I provvedimenti di variazione della classificazione dei datori di lavoro adottati dall’INPS non hanno effetti retroattivi sugli sgravi contributivi.
Nota a Cass. (ord.) 13 luglio 2022, n. 22089
Sonia Gioia
L’efficacia ex nunc dei provvedimenti di variazione della classificazione dei datori di lavoro, disposti dall’INPS d’ufficio o su richiesta dell’azienda, comportanti il trasferimento in altro settore economico coerente all’effettiva attività esercitata, ha rilievo anche in tema di sgravi contributivi, con la conseguenza che l’impresa che abbia fruito di tali agevolazioni prima dell’intervento dell’ente di previdenza non è tenuta alla restituzione delle somme ad esse corrispondenti, salvo il caso in cui l’inquadramento iniziale sia stato determinato da inesatte dichiarazioni del datore di lavoro, ex art. 3, co. 8, L. 8 agosto 1995, n. 335 (“Riforma del sistema pensionistico obbligatorio e complementare”).
Lo ha stabilito la Cassazione (ord., 13 luglio 2022, n. 22089, difforme da App. Cagliari n. 427/2014) in relazione ad una fattispecie concernente l’opposizione di una società al decreto ingiuntivo con cui le era stato intimato di versare all’INPS somme corrispondenti a sgravi contributivi di cui l’azienda aveva beneficiato prima che l’istituto previdenziale ne variasse la classificazione aziendale dal ramo industria al ramo commercio.
La Corte ha rilevato che, sebbene l’individuazione dei soggetti destinatari del beneficio vada operata in ragione della legislazione d’incentivazione applicabile ratione temporis, che si pone in rapporto di specialità rispetto alle successive norme concernenti l’inquadramento delle imprese ai fini previdenziali, i provvedimenti di variazione della classificazione dei datori di lavoro, disposti dall’INPS d’ufficio o a seguito di richiesta dell’azienda, con il relativo trasferimento nel settore economico corrispondente all’attività in concreto svolta, hanno efficacia a partire dal periodo di paga in corso alla data di notifica del provvedimento o della richiesta dell’interessato, ai sensi dell’art. 3, co. 8, L. n. 335 cit.

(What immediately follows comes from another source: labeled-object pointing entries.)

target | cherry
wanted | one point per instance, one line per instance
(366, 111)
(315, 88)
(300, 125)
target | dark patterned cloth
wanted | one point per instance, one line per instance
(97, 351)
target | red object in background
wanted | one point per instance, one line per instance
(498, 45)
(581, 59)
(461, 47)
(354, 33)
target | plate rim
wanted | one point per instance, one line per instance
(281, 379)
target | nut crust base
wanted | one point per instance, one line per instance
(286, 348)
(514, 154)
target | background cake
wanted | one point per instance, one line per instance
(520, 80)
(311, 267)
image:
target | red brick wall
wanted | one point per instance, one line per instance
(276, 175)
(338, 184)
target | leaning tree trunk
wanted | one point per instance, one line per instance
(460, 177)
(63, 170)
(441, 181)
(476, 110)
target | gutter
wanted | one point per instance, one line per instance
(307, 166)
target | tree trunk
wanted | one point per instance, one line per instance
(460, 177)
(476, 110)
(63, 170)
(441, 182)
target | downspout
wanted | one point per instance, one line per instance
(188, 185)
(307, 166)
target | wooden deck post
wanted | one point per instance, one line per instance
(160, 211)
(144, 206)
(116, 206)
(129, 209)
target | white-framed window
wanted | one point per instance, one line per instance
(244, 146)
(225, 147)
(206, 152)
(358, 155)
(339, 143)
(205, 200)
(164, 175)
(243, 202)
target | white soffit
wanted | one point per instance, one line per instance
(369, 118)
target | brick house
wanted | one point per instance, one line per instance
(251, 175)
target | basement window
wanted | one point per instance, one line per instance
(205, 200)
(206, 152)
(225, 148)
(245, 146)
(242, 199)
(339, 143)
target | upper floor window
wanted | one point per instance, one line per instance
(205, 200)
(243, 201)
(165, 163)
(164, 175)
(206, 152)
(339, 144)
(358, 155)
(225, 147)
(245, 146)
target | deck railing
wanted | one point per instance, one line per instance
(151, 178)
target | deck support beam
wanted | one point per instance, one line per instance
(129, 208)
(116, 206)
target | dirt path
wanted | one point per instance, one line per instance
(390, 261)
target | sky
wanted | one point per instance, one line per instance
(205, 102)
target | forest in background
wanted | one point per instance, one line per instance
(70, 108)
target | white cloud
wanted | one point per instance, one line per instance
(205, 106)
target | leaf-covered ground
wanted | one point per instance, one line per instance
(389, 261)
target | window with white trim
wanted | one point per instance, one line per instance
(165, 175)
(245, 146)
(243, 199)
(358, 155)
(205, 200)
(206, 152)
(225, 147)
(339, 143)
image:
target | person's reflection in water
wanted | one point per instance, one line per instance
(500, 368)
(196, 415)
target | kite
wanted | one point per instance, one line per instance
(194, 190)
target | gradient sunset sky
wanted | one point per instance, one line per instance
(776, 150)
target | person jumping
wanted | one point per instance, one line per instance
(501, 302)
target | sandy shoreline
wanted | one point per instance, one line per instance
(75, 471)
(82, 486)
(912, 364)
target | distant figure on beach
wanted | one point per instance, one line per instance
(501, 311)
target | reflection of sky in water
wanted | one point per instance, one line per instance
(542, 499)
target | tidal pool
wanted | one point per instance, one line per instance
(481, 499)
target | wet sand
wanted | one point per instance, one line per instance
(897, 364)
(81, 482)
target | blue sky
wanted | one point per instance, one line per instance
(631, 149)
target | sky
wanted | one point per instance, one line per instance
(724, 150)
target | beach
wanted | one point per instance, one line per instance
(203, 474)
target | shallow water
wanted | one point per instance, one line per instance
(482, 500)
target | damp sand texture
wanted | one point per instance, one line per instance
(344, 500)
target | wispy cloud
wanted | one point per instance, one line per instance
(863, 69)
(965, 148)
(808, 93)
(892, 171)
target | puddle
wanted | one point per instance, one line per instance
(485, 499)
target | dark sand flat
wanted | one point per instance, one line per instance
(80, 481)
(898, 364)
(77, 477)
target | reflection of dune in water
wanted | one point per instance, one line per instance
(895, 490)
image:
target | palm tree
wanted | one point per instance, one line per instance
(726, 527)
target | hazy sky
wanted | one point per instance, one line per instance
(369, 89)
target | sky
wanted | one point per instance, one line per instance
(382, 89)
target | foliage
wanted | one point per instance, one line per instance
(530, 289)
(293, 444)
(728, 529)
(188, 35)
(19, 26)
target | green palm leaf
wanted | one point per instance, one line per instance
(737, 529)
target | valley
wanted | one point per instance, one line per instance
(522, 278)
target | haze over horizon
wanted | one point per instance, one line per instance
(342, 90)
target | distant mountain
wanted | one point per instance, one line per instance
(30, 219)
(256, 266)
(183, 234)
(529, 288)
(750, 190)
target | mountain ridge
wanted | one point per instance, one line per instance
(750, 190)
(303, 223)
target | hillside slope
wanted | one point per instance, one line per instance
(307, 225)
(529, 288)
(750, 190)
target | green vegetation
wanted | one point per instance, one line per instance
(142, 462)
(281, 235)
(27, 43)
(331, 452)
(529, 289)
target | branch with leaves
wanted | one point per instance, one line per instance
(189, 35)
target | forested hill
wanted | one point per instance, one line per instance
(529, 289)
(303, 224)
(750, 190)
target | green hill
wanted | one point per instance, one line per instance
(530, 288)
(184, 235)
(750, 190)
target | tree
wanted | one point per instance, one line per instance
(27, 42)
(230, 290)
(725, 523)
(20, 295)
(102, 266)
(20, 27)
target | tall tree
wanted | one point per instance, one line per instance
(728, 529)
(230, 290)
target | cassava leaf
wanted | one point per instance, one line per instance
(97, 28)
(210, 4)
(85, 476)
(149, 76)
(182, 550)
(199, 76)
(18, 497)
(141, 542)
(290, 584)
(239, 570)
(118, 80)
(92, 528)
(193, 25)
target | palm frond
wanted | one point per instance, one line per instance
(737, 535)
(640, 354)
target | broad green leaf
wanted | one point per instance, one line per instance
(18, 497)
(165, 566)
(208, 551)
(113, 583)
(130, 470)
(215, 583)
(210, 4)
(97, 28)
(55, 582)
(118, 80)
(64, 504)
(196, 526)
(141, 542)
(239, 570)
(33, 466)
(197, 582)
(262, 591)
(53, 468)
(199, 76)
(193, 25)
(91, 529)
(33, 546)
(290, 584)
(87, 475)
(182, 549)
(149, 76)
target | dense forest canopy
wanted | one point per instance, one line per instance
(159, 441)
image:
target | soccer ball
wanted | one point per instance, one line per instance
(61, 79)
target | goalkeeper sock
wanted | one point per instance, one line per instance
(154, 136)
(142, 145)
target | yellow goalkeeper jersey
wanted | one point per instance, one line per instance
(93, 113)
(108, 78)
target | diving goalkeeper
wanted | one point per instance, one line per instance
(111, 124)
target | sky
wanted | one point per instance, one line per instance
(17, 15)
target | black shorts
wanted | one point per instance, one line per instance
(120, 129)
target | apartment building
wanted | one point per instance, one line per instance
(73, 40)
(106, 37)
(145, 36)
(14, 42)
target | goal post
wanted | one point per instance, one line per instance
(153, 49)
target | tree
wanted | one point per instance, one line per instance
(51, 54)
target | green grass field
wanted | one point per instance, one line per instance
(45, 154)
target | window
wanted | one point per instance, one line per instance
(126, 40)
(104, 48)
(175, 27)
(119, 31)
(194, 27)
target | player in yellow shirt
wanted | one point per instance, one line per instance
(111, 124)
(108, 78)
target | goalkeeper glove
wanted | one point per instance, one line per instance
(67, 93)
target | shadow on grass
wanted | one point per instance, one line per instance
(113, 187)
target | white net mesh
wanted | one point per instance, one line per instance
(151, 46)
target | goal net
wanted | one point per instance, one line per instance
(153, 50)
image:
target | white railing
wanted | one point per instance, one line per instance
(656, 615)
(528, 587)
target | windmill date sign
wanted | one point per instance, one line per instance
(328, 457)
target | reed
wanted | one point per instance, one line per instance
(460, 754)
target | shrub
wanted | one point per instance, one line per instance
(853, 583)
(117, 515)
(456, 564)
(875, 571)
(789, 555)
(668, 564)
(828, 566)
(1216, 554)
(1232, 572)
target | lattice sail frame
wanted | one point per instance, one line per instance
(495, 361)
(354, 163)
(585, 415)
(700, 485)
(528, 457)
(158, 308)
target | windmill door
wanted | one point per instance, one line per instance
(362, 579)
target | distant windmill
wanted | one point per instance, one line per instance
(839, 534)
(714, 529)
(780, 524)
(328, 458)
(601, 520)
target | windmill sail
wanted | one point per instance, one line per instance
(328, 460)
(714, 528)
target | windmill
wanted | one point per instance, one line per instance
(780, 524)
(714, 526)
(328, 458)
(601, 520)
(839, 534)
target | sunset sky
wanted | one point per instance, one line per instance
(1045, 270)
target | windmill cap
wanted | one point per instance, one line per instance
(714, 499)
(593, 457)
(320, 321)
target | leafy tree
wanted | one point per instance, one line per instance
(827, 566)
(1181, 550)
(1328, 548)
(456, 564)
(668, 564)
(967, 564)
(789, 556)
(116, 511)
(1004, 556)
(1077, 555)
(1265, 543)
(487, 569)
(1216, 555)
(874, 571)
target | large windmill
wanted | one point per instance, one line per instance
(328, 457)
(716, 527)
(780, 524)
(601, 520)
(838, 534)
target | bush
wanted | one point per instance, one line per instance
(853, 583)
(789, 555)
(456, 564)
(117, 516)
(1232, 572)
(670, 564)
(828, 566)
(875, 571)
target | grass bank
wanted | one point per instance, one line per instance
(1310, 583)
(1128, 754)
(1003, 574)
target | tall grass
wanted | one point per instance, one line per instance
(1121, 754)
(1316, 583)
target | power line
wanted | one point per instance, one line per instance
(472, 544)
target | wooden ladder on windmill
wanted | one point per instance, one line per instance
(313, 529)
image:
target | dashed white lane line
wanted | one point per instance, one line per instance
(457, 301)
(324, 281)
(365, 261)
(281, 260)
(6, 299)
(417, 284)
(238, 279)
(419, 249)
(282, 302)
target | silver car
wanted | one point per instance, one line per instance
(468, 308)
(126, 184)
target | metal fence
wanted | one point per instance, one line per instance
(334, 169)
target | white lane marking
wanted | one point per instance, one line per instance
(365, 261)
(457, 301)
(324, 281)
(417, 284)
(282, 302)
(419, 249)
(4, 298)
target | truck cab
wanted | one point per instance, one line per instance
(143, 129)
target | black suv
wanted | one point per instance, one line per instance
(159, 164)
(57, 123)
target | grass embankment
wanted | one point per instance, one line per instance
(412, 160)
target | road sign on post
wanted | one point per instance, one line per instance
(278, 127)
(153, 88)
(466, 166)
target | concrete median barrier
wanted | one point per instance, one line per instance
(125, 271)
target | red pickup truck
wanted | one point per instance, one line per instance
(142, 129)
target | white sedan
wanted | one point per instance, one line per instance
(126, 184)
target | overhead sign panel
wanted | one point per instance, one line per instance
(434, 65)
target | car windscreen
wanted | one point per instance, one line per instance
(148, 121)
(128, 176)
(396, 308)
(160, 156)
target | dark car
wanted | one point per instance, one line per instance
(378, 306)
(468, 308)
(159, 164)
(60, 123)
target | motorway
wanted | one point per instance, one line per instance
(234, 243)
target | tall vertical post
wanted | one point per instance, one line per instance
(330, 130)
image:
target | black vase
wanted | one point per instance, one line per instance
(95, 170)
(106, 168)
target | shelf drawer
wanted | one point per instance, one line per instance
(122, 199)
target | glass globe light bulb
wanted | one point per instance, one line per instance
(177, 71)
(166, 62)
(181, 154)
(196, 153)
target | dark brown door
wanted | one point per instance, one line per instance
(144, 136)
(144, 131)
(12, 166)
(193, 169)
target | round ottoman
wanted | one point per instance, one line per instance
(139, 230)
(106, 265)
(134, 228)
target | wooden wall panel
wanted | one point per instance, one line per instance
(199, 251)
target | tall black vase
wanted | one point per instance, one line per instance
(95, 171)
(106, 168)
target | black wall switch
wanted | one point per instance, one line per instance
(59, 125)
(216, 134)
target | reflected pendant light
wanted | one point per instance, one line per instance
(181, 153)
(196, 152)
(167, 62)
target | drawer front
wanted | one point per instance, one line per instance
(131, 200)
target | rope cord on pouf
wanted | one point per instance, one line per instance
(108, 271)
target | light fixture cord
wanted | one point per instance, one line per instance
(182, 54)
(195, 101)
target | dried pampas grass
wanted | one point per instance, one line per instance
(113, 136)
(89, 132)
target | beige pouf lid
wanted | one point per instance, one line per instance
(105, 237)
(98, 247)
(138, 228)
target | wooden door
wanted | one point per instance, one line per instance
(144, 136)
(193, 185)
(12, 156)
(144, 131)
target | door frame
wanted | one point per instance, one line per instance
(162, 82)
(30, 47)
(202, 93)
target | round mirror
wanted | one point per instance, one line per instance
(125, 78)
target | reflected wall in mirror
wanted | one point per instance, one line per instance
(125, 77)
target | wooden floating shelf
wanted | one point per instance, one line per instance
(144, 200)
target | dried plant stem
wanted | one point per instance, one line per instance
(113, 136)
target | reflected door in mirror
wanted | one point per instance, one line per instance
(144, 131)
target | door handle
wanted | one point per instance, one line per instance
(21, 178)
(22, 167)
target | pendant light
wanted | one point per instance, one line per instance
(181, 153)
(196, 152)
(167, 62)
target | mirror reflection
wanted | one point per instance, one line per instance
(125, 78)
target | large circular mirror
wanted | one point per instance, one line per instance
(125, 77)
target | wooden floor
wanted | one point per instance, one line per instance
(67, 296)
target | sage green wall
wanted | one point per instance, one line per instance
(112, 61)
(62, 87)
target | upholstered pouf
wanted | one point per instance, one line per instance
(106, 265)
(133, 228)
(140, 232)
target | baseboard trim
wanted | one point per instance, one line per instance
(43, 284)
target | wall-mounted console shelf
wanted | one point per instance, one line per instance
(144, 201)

La variazione della classificazione produce, invece, i suoi effetti sin dalla data dell’inquadramento iniziale solo nell’ipotesi in cui esso sia stato determinato da inesatte dichiarazioni del datore di lavoro: tali sono le notizie, relative all’attività in concreto svolta, fornite dall’imprenditore all’atto della domanda di iscrizione e sulla cui base l’Istituto previdenziale emana il provvedimento di classificazione (Cass. n. 24696/2021; Cass. n. 16246/2014; Cass. n. 8068/2011. V. anche Circ. INPS n. 113/2021).
Siffatta disciplina ha “valenza generale” ed è applicabile ad ogni ipotesi di rettifica di precedenti inquadramenti previdenziali operata dall’INPS dopo l’entrata in vigore della L. n. 335 cit. e indipendentemente dai parametri adottati, sia che si tratti dei criteri di inquadramento di cui all’art. 49, co. 1 e 2, L. 9 marzo 1989, n. 88 (“Ristrutturazione dell’Istituto nazionale della previdenza sociale e dell’Istituto nazionale per l’assicurazione contro gli infortuni sul lavoro”) che di quelli applicabili ai sensi della normativa previgente, in base ad una lettura sistematica e costituzionalmente orientata della norma, volta ad uniformare il trattamento di imprese di identica natura ed attività ma disomogenee nella classificazione (Cass. S.U. n. 16875/2005).
Da ciò discende che, salvo il caso di inesatte dichiarazioni del datore di lavoro, va esclusa l’efficacia retroattiva dei provvedimenti di variazione di classificazione aziendale anche in materia di sgravi contributivi, sicché l’impresa che abbia fruito di tali agevolazioni prima della modifica disposta dall’INPS non è tenuta alla restituzione delle somme ad esse corrispondenti.
In attuazione di tali principi, la Corte ha cassato la pronuncia di merito, con rinvio ad altro giudice in diversa composizione, per avere erroneamente ritenuto che “l’efficacia irretroattiva dei provvedimenti di variazione aziendale adottati dall’INPS non avesse rilievo per gli sgravi contributivi”, precisando che tale statuizione – formulata sulla base dell’assunto, ormai superato, secondo cui le controversie concernenti il riconoscimento di agevolazioni e sgravi contributivi non riguarderebbero il rapporto contributivo – “si pone diametralmente in contrasto” con l’art. 3, co. 8, L. n. 335 cit.